Seçim sath-ı mahalline girdik.

Seçim yasaklarının başlaması, aday adaylığından adaylığa geçiş yapılan günler ve tabii ki hızlanacak olan propaganda süreci, vaatler…

UBP-DP azınlık hükümeti, seçim yasakları başlamadan önce, son toplantılarında 519 yurttaş daha yaparak, bunların arasına Egemen Bağış ve Emrullah Turanlı’yı da katarak, onlarca sözleşmelinin sözleşmelerini uzatarak, yeni istihdamlar yaparak, tartışmalı kararlarına devam ederek seçim sürecine kendilerince bir adım önce başlamak istediler.

UBP ve DP’de aday saptamalar sürdüğü gibi diğer partilerde, CTP, TDP, TKP-Yeni Güçler, YDP’de de adaylar saptanıyor. HP, adayların belirlendiği ilk parti oldu. CTP, Cumartesi günü, üyelerinin seçimiyle adaylarını, aday adayları arasından saptayacak ve yerlerini de belirleyecek.

***

Cumhuriyetçi Türk Partisi, adaylarında en fazla değişiklik, yenilik yapan parti oldu. (Başka partilerden eskiler olsa da HP’nin zaten ilk seçimi olduğu için HP dışındaki partilerden söz ediyorum.) CTP’de daha önce Başbakanlık da yapan dört önemli isim bu kez aday olmayıp önemli mesajlar verirlerken, yeni isimlerin, gençlerin ön plana çıktığı ve kontenjan adaylarıyla da farklı kitlelere ulaşabilecek bir profil çizdi CTP...

Kontenjan adaylarından Ticaret Odası Başkanı Fikri Toros, bazı kesimlerce önemli tepkilere neden oldu. Sermaye ile CTP’nin nasıl bir arada olabileceği sorgulandı. Parti felsefesine uygun olup olmadığı konusunda çeşitli yorumlar yapıldı.

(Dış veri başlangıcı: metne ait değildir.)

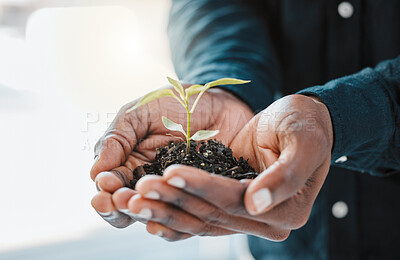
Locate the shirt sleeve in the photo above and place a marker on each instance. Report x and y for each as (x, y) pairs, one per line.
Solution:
(365, 112)
(225, 38)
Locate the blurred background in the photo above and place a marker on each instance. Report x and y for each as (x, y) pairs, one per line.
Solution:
(65, 69)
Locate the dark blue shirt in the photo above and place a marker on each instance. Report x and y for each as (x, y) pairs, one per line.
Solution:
(351, 62)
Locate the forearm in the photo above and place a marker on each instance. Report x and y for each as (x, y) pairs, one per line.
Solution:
(216, 39)
(365, 113)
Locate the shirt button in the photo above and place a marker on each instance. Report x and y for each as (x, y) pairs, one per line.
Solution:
(341, 159)
(345, 10)
(340, 209)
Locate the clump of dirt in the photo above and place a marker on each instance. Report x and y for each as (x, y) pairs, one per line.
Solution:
(211, 156)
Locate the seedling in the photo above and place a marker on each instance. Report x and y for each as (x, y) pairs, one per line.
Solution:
(183, 99)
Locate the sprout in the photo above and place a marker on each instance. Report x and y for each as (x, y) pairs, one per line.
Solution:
(183, 99)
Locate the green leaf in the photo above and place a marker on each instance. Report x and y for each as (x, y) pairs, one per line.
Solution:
(226, 81)
(152, 96)
(194, 89)
(178, 87)
(219, 82)
(170, 125)
(204, 134)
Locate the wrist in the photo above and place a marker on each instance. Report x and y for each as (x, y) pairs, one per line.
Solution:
(326, 119)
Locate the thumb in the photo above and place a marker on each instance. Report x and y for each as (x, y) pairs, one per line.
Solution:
(110, 152)
(280, 181)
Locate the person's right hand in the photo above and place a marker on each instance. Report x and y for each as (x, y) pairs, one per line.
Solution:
(132, 139)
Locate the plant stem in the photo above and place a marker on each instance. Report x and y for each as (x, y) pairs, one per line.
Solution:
(188, 131)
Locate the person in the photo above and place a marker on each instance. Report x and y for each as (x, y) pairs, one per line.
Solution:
(341, 59)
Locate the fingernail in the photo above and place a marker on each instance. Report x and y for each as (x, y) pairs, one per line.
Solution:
(177, 182)
(96, 159)
(108, 216)
(145, 213)
(262, 199)
(105, 214)
(96, 180)
(127, 212)
(153, 195)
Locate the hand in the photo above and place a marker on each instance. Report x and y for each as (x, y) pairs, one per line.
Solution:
(132, 139)
(290, 143)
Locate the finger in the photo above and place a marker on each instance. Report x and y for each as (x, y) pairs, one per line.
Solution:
(283, 179)
(172, 217)
(121, 197)
(224, 193)
(155, 187)
(103, 205)
(111, 151)
(168, 234)
(112, 180)
(113, 148)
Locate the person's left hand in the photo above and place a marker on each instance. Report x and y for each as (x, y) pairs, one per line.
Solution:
(290, 143)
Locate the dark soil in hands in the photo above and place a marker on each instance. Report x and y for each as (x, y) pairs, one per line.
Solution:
(211, 156)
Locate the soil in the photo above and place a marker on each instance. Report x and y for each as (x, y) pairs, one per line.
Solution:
(211, 156)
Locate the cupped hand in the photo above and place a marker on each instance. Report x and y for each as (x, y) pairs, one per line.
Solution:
(132, 139)
(290, 143)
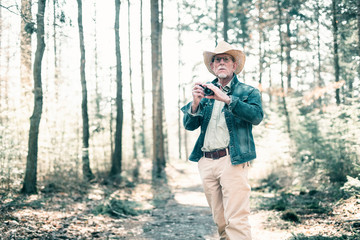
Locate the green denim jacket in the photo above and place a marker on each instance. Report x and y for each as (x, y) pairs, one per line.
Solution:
(243, 111)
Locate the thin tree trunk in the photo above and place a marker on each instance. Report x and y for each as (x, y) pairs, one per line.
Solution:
(87, 173)
(96, 66)
(158, 135)
(179, 80)
(358, 16)
(260, 30)
(320, 82)
(288, 53)
(336, 50)
(143, 136)
(29, 185)
(25, 47)
(56, 65)
(185, 132)
(116, 165)
(133, 120)
(226, 20)
(281, 69)
(1, 77)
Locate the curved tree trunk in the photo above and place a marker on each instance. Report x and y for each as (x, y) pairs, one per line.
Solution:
(158, 134)
(87, 174)
(280, 12)
(25, 48)
(29, 185)
(336, 50)
(116, 164)
(226, 20)
(142, 136)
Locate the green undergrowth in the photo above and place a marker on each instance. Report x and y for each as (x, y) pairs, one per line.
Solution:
(119, 208)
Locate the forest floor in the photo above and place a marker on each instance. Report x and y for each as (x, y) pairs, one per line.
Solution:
(176, 209)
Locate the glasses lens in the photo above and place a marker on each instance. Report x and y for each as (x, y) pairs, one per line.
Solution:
(218, 59)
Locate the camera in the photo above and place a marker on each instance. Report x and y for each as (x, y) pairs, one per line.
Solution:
(208, 91)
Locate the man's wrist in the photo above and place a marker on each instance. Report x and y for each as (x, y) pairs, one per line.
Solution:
(228, 100)
(194, 108)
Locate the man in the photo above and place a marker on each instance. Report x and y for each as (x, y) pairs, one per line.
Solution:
(225, 145)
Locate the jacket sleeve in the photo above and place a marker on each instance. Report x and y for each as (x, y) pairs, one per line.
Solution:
(248, 107)
(192, 121)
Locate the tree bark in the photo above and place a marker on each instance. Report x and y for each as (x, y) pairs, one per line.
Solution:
(358, 17)
(226, 20)
(87, 173)
(1, 77)
(116, 163)
(336, 50)
(142, 136)
(29, 185)
(27, 27)
(158, 135)
(260, 30)
(179, 81)
(288, 52)
(280, 12)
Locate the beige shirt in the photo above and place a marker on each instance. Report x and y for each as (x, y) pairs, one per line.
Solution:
(217, 134)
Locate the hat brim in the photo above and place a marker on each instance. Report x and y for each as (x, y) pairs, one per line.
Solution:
(238, 55)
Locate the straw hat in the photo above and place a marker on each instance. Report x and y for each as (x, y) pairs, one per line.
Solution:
(224, 47)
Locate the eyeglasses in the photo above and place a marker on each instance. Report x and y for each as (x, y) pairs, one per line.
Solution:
(218, 59)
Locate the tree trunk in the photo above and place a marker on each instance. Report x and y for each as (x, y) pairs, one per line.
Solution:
(116, 163)
(260, 30)
(27, 27)
(133, 120)
(280, 12)
(1, 77)
(358, 16)
(29, 185)
(320, 82)
(336, 50)
(288, 52)
(158, 135)
(56, 65)
(143, 136)
(96, 66)
(179, 81)
(87, 174)
(226, 20)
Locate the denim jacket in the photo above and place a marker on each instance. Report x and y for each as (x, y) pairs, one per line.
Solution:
(243, 111)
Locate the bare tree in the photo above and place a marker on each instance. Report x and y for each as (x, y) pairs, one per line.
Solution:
(29, 185)
(87, 173)
(156, 59)
(142, 136)
(116, 161)
(336, 49)
(280, 12)
(27, 28)
(225, 19)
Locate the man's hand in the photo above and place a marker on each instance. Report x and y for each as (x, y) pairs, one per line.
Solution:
(218, 94)
(198, 94)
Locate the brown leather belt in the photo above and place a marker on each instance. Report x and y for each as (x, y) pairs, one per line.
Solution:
(216, 154)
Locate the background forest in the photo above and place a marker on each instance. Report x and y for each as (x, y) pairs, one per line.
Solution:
(91, 91)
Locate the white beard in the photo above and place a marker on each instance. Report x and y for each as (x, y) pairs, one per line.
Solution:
(222, 75)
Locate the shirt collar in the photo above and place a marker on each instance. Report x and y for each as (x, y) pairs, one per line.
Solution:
(226, 88)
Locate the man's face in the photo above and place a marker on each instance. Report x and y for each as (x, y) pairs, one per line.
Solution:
(223, 65)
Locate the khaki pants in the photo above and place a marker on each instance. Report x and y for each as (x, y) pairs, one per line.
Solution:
(228, 194)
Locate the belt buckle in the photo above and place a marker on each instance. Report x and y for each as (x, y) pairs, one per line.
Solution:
(215, 155)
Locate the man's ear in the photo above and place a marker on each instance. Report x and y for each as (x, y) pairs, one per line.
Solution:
(235, 65)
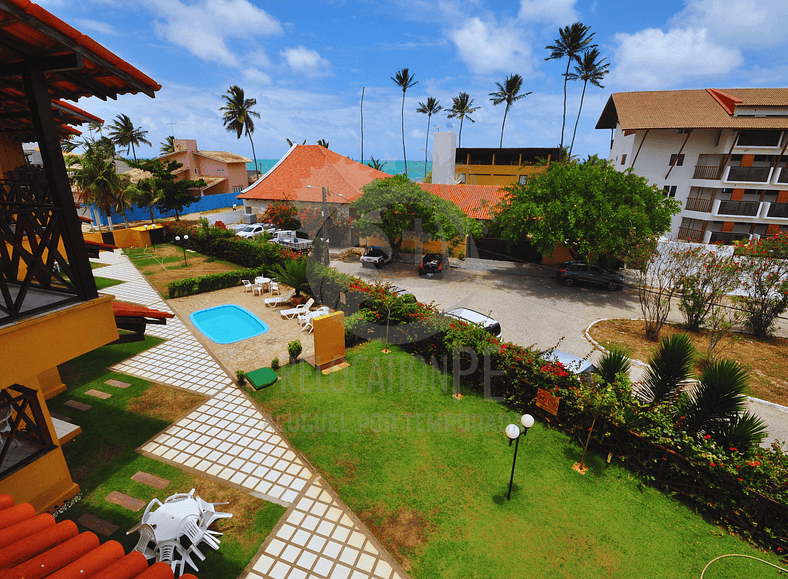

Cumhuriyetçi Türk Partisi defalarca bir kitle partisi olduğunun altını çizerek açıklamalar yaptı. Özellikle Kıbrıs gibi küçük bir yerde insanları gruplara, sınıflara ayırarak politika yapmanın mümkün olmadığı kadar küçük bir ülkedeyiz… İşçisiyle de, memuruyla da, esnafıyla da, öğretmeniyle de, sanayicisiyle de, ticaret erbabıyla da bu küçücük toplumun içinde ortak bir amaç var. Daha refah bir yaşam…

Bu refah yaşam, bu küçücük toplumun farklı sektörlerinin, farklı kesimlerinin ortak mücadelesiyle elde edilebilecek kadar elzem bir hedef. Bu hedef, Kıbrıs sorununun çözümü, bu çözümü getirene kadar başka unsurlara rağmen alınabilecek ekonomik önlemler, yaşamsal bazı düzenlemeler yani yine ortak akılla çalışılabilecek bir birliktelik gerektirir.

Kaldı ki Fikri Toros’un kişiliğinde özdeşleştirilmeye çalışılan ‘sermaye’ ile ilişkisi olan kişiler CTP’de hep vardı. Şimdi olan bir şey değil. Nasıl ki UBP ve DP’de sermaye sahipleri gibi işçisi, memuru da olduğu gibi…

Ve yine Fikri Toros, özellikle Kıbrıs konusunda Ticaret Odası Başkanı olarak yaptığı iki toplumlu çalışmalar, iki taraftaki iki mesleki örgütün ortak çalışmaları ve iki taraflı, iki bölgeli Federal Kıbrıs için ortaya koyduğu görüşlerle, demokrat kişiliğiyle hep bilinen bir kişidir. Bu kişilikte, bu ilişkide bir çelişki bulmaya çalışmak beyhudedir diye düşünüyorum.

Aksine bir siyasi partinin her kesimden temsilcilere (iş dünyası, hayvancı, akademisyen, avukat, doktor, mühendis, esnaf gibi) yer vererek seçimlere gitmesi, bir ayırım gütmemesi yeniden söylemek isterim ki bu küçücük toplumun gerçeklerine aykırı değil, tam aksine tam uyumlu bir girişimdir.